A study conducted by Alexander M Rusero Independent Researcher and Senior Lecturer of Journalism and Political Studies 2021.
Like any country in the world, Zimbabwe was taken by surprise by the advent of the global pandemic of coronavirus. The 2019 novel coronavirus was first detected in Wuhan, China in late December 2019 and on February 11, 2020, the World Health Organisation (WHO) announced that the disease caused by this CoV is named as “Covid-19” which is the acronym of “coronavirus disease 2019” (Wu and McGoogan, 2019).
The absence of previous experience in handling the 2019-nCoV was part of the reason why it was hard to contain its spread. This was made worse by the amount of misinformation and false news circulating on social networks which resulted in much health anxiety and panic behaviour.
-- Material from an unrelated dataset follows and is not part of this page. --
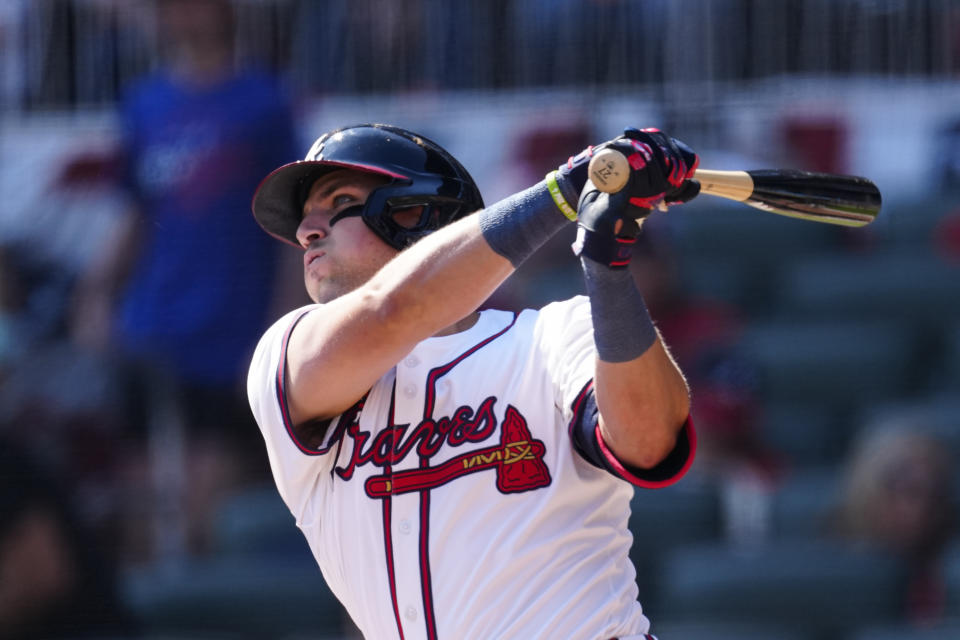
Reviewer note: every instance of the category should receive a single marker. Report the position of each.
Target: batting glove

In Zimbabwe, mainstream media’s handling of the pandemic was also found wanting largely due to lack of preparedness, training, fear and inadequate experience of journalists to cover pandemics of that magnitude. Apart from the issues of sustainability and operational constraints which are topical in the context of this study, Covid-19 impacted a lot in terms of ethical compliance and proliferation of fake news.
There have been huge constraints and enormous pressure exerted on the media such that its sustainability remains at risk with the constraints threatening the total crippling of the traditional media altogether. Journalism is an art of the depiction of information which is of value to the people pertaining their localities and external environment, in terms of what is happening around them. Such noble roles and societal expectations on the media make it an indispensable source of valuable information which helps the society to remain enlightened.
However, the outbreak of disasters and disease are fast acting as an eye opener that the media remains one of the first casualties of pandemic outbreak. This study was conducted at the backdrop of the advent of Covid-19 and sought to assess the extent at which the Covid-19 ramifications have had in terms of both the sustainability and operational constraints on mainstream media.
Through the deployment of qualitative research techniques, the study unearthed an alarming scenario where mainstream media in Zimbabwe, particularly the print media is on the verge of extinction for the umpteenth time. Without a clear cut rescue package and evolving to digital adaptabilities, Zimbabwe’s traditional media is slowly dying a natural death, which when it occurs will render thousands jobless.